Adventures in the Cloud with AWS

June 27, 2009

Recently I’ve been engaged in an exciting AWS venture – mostly S3 but a bit of EC2. It started with a short contract, but then I subsequently rode the momentum wave and continued hacking away. The following observations are merely my first impressions – nothing more and nothing less.

Time-Sharing is Back!

Firstly, using AWS services seems to be a throwback to the old time-sharing paradigm where every compute cycle is directly billed to you. Ugh! To qualify, this really only makes a difference depending on who is paying and how high the charges are. If your boss is paying for it, then this might not be a big deal for you though it might be a deal for him. It also depends on what service you are using. S3 seems ridiculously cheap – I’ve racked up 16,000 calls that have cost me only $.20 – yes that’s 20 centavos! On the other hand, my smallest EC2 instance was running me over a dollar a day, so this was quickly adding up to be a budget buster for me. At that price, I’d rather go buy a book to read.

Testing Cost

This whole pay-per-cycle model also has interesting ramifications on best practices such as continuous integration test cycles. Assuming you’re constantly running an automated build cycle and your rather extensive integration tests are hitting your AWS infrastructure, you could potentially run up quite a bill. Its a constant recurring cost. Imagine a web site with millions of images that need to be served – what would your tests look like?
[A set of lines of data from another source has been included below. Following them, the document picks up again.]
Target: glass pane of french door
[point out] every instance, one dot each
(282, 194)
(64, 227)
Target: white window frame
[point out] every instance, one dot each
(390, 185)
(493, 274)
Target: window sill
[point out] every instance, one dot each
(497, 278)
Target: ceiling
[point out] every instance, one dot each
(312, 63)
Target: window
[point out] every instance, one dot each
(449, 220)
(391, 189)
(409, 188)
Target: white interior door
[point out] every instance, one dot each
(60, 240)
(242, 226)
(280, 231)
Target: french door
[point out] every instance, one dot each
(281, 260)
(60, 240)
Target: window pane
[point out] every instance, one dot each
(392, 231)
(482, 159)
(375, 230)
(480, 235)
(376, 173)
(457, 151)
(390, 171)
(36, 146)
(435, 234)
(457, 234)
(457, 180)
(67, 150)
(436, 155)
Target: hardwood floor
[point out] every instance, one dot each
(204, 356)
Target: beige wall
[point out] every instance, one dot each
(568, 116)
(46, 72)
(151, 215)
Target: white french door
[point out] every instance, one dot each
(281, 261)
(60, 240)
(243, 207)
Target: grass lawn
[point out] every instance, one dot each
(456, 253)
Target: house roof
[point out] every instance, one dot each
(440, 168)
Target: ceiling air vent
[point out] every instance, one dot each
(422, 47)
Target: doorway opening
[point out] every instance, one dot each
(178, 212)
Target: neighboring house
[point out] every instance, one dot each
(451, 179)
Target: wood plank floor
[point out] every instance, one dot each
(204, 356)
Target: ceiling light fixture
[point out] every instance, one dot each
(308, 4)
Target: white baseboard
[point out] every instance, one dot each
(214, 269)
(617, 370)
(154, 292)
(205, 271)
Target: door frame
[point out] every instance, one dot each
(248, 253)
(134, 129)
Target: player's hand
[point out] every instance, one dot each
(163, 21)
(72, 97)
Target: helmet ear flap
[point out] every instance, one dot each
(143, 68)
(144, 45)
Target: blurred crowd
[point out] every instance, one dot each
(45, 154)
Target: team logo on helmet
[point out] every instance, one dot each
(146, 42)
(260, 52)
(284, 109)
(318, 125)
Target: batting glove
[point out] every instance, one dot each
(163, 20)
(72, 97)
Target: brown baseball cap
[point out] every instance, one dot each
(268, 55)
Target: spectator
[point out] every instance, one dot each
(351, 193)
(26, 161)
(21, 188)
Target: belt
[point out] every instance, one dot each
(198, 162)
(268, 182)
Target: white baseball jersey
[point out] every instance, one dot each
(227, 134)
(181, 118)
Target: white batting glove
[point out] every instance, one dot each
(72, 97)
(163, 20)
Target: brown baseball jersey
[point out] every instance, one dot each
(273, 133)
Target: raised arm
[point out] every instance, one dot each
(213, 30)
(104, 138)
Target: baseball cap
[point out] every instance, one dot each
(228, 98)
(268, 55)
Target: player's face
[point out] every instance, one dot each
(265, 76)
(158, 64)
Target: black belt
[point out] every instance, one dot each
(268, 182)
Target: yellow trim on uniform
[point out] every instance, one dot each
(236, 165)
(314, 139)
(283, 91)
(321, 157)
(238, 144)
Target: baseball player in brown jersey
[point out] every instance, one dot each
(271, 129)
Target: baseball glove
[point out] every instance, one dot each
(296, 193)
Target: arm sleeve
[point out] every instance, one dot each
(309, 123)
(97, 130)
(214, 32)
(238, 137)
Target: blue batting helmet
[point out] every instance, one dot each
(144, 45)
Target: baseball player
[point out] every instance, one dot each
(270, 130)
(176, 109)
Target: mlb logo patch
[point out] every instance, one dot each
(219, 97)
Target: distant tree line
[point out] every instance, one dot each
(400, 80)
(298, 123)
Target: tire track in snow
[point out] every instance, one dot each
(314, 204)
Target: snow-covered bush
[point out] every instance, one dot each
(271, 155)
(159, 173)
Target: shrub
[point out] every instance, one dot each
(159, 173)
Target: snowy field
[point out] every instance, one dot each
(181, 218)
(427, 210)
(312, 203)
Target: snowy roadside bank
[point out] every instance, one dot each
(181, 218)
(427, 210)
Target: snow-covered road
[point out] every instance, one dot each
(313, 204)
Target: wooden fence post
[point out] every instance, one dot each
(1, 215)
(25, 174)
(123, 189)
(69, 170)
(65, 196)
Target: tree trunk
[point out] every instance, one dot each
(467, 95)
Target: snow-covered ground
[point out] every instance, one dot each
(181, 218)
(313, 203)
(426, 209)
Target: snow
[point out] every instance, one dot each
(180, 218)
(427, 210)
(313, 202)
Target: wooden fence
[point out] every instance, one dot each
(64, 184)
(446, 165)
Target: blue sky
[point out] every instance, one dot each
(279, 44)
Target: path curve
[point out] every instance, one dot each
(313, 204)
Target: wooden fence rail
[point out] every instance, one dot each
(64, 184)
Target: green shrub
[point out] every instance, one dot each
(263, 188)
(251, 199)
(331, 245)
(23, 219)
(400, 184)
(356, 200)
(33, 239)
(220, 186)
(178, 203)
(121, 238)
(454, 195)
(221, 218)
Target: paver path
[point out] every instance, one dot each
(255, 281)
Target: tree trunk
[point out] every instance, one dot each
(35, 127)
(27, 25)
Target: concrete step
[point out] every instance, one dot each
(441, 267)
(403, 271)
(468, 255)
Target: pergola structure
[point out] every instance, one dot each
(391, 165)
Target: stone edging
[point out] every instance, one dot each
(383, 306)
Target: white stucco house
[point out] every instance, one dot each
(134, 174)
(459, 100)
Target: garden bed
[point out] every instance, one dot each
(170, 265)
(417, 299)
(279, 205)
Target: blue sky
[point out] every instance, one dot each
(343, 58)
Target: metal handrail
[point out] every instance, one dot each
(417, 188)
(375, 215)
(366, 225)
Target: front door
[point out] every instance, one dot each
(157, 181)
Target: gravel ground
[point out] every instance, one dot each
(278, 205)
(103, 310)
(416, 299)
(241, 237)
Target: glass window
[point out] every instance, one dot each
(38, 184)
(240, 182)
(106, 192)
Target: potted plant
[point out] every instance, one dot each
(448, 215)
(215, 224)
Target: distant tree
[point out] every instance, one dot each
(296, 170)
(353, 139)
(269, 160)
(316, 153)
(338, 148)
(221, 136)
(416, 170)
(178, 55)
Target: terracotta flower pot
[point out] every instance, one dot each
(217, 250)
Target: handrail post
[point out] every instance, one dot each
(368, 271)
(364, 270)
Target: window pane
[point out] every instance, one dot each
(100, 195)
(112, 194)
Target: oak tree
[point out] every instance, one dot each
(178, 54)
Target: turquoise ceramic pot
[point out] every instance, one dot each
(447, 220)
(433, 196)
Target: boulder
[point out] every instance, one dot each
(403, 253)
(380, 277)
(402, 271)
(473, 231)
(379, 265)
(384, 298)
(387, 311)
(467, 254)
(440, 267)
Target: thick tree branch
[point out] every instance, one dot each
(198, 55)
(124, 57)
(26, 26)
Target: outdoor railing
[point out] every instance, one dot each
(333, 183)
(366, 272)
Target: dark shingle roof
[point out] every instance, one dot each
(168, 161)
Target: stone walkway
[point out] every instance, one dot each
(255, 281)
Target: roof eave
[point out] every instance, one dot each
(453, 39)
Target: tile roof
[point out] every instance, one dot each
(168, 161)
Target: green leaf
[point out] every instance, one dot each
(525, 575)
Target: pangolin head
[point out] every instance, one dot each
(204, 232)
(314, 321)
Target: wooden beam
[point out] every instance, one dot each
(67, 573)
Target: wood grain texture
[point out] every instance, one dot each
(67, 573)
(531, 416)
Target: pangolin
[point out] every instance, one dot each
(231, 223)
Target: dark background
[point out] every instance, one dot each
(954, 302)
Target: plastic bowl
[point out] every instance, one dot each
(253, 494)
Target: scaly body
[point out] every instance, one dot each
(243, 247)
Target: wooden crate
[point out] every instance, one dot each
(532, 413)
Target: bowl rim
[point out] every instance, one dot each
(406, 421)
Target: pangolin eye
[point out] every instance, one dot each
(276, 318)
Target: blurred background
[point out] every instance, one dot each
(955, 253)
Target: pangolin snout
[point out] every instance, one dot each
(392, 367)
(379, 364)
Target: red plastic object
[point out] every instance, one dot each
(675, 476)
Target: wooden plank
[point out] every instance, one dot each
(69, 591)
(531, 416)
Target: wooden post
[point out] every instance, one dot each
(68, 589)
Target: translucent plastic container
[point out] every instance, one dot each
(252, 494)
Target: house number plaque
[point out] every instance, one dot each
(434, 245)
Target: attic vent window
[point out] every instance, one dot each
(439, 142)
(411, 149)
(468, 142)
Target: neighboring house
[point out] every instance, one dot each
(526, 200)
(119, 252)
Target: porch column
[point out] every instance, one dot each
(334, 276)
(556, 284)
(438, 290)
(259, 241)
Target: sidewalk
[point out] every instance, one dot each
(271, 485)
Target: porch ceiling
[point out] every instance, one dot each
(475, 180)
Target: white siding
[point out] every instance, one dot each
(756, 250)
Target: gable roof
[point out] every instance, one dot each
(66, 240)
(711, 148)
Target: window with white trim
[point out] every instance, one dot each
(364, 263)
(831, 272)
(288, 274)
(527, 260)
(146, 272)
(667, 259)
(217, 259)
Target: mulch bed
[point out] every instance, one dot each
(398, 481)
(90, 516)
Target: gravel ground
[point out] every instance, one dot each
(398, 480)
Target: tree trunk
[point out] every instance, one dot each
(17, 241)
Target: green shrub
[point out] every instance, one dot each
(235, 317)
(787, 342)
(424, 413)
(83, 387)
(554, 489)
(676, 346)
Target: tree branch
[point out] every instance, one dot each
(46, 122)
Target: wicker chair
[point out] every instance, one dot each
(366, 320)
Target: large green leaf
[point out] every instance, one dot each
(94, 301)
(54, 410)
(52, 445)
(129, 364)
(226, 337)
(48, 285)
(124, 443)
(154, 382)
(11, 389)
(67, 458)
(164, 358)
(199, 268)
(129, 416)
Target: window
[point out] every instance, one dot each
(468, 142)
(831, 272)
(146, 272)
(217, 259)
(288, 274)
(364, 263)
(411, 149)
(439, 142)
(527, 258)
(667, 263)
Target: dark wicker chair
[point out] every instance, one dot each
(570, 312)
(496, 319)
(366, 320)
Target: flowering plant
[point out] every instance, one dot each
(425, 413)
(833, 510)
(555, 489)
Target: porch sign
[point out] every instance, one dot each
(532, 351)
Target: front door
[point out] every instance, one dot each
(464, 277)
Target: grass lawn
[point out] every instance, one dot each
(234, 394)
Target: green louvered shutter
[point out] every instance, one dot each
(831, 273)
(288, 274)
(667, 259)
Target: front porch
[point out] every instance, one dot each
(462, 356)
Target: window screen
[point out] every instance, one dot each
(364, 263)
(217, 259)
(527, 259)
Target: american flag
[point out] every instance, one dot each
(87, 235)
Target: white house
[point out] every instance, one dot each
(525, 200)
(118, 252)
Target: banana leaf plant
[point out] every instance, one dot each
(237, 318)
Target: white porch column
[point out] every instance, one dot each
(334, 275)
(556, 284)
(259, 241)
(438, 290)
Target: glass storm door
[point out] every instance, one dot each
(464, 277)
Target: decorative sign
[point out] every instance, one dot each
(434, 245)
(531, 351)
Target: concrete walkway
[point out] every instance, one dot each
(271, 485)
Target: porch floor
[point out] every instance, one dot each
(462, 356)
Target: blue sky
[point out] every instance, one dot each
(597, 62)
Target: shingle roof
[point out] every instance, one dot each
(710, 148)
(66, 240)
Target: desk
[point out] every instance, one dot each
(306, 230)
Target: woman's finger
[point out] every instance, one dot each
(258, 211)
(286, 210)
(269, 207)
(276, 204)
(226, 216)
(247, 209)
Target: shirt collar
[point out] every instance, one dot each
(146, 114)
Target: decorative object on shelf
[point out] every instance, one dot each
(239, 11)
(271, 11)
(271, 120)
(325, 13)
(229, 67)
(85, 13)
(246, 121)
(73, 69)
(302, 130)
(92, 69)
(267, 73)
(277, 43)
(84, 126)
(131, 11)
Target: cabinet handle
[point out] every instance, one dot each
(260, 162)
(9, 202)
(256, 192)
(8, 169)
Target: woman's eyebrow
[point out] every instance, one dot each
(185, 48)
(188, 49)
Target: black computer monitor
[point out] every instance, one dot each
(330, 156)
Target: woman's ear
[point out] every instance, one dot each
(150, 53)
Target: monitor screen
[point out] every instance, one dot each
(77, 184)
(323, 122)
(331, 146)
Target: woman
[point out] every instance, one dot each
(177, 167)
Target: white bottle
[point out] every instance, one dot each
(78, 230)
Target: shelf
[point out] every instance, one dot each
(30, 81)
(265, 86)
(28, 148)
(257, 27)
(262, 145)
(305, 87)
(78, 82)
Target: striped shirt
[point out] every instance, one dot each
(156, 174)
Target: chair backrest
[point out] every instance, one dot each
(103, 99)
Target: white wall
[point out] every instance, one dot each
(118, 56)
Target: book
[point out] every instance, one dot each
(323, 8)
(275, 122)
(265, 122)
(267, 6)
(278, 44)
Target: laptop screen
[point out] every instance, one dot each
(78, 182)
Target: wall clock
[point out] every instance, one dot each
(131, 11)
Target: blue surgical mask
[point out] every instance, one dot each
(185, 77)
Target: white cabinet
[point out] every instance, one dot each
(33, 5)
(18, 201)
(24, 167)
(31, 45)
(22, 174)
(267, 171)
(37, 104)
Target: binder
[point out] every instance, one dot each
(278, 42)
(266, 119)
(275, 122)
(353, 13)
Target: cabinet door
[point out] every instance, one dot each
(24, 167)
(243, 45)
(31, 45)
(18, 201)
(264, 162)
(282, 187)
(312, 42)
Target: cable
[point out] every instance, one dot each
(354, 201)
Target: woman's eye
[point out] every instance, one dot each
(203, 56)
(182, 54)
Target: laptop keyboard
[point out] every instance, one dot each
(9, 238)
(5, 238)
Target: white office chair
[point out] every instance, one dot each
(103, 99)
If you own your own dedicated infrastructure (servers, disks) running tests has no apparent extra cost. With the AWS cloud model, you get billed for anything you do against AWS. Could be OK if you do your math, but it is certainly a brave new world.

Language Client Toolkits

One of the things I’ve noticed is the disparate language-specific toolkits available for AWS. Although I’m mainly a Java guy, I’ve also delved into the Perl (Eric Wagner’s S3:: and Leon Rocard’sNet::Amazon::S3) and Python (boto) libraries. Its most interesting at how the canonical REST/XML model is translated loss-fully to each different client binding. This can be disconcerting and frustrating if you need to work with multiple toolkits and need to have access to the full functionality of the underlying AWS service.

Java Toolkit

The “standard” Java client library is James Murty’s JetS3t which only covers S3 and most recently CloudFront – AWS’s new CDN offering. My question is considering James wrote the O’Reilly bookProgramming Amazon Web Services: S3, EC2, SQS, FPS, and SimpleDB on all AWS services, why did he only support S3? Hmm… That means I’ve got to pull in another client library which detracts from an integrated solution. If I need to access SQS or SimpleDB, I have to use a completely different library, namelytypica. It would have been better to have one unified consistent approach. No comprendo, no capisco.

AWS Testing Toolkit?

All this leads me to wonder why hasn’t Amazon released their own in-house client libraries that they use to test their AWS services. They do test them, don’t they? So obviously the tests have to be written in some language and they have to be quite extensive. I’m puzzled at why this hasn’t been made available to the community. They could easily release it “as is” with no guarantees if they want to avoid the cost of official support of disparate client bindings. This would certainly be in the “open source” spirit.

Hierarchical Buckets

S3 seems rather primitive to me insofar as it doesn’t support hierarchical buckets. This leads everyone to implement “hacky” virtual directories by using keys such as “mydir/mykey1” to emulate directories. Is it really that hard to implement nested buckets? Since there is obviously a huge need/demand for this, does AWS have a roadmap for this?

REST-ian Batching

Another issue is relating to batching which leads to the more general topic of the difficulty of batching in a REST-ian approach. Say I want to delete a 100 objects in a bucket. Wouldn’t it be so much more efficient to issue this in one call instead of 100 calls? This would certainly makes AWS more scalable and performant, n’est pas?

Conclusion

All the above comments are preliminary and subject to future revisions. I certainly do find the AWS model fascinating, especially their new Public Data Sets, in particular genome databases such as Ensembl Annotated Human Genome Data. There is a real synergy going on here, keep on trucking guys!